REVIEW OF NASA ITAR AND EXPORT COMPLIANCE PROGRAM – FOREIGN NATIONAL ACCESS ISSUES AT AMES RESEARCH CENTER
Report made by NASA Inspector General
February 26, 2014
Beginning in 2009, Federal law enforcement agencies received complaints that foreign nationals working as contractors at NASA’s Ames Research Center (Ames) in California had been given improper access to information subject to International Traffic in Arms Regulations (ITAR), which control the transfer of military and space-related technology.1 Under these Federal regulations, foreign nationals are not permitted access to such export-controlled information unless they receive a license from the U.S. Department of State.

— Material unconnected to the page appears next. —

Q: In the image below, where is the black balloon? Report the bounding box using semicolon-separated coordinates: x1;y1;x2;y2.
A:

These complaints led to a 4-year criminal investigation by the Federal Bureau of Investigation, Department of Homeland Security, and NASA Office of Inspector General (OIG). In February 2013, the U.S. Attorney for the Northern District of California closed the matter without bringing criminal charges. Following this decision, the OIG continued to investigate the allegations as an administrative matter. In February 2014, we provided a 41-page report outlining our investigation and findings to the NASA Administrator. The full report cannot be released publicly because it contains information protected by the Privacy Act of 1974.2 However, given the importance of the allegations and the media and congressional attention they received, we prepared this summary of our findings.

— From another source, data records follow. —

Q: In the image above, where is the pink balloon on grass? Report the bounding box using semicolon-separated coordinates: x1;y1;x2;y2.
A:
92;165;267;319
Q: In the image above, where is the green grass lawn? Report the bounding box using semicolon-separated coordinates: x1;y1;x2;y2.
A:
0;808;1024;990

In sum, we did not find intentional misconduct by any Ames civil servants but believe some Ames managers exercised poor judgment in their dealings with foreign nationals who worked on Center.
With respect to ITAR issues, we found that several foreign nationals without the required licenses worked on projects that were later determined to involve ITAR-restricted information. In addition, on two occasions a senior Ames manager inappropriately shared documents with unlicensed foreign nationals that contained ITAR markings or had been identified as containing ITAR-restricted information by NASA export control personnel. However, we also found significant disagreement between scientists and engineers at Ames and export control personnel at the Center and NASA Headquarters as to whether the work the foreign nationals were performing at Ames involved ITAR-controlled technology. Moreover, the foreign nationals subsequently applied for and were granted licenses permitting them to access the information. We concluded that these incidents resulted more from carelessness and a genuine disagreement about whether the information qualified for ITAR protection with its Export Compliance Program, than an intentional effort to bypass ITAR restrictions.

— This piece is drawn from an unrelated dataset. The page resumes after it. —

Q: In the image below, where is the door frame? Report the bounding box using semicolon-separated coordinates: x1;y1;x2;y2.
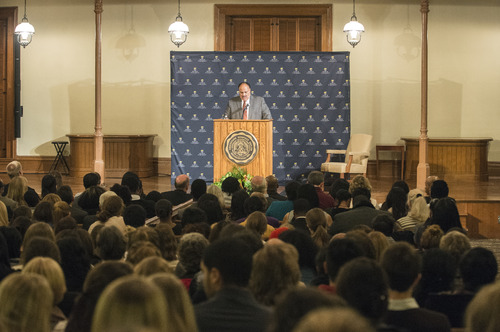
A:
214;4;333;52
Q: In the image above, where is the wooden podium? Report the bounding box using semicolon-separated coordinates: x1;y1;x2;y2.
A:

We also found that a foreign national working at Ames inappropriately traveled overseas with a NASA-issued laptop containing ITAR-restricted information. Even though the foreign national had an ITAR license at the time, the regulations forbid taking such export-controlled information out of the country. However, we were unable to substantiate concerns that the foreign national shared ITAR-protected information while overseas. In addition, a senior official at Ames knew about and failed to stop a foreign national from recording conversations with Ames coworkers without their knowledge or consent, a practice that violated NASA regulations, its own Export Compliance Program and California law.
Further, we found that security rules designed to protect NASA property and data were not consistently followed in a rush to bring foreign nationals on board at Ames. For example, contrary to NASA rules a foreign national improperly received unescorted access privileges to Ames in 2006 prior to the completion of required background checks and worked at the Center for nearly 3 years without a required security plan.
Finally, we uncovered no evidence to support allegations that any foreign nationals at Ames were provided classified information during the period covered by our review.
In the wake of the allegations examined in our report and a March 2013 security incident at Langley Research Center, NASA has taken a series of actions to strengthen its Export Compliance Program and its foreign national visit process. In addition, in late January NASA received a report it commissioned from the National Academy of Public Administration (NAPA) assessing the effectiveness of the Agency’s foreign national access and export control processes.
We encouraged NASA to consider the information in our Ames report together with the NAPA review and previous OIG reports as it examines and adjusts its foreign national and export control programs.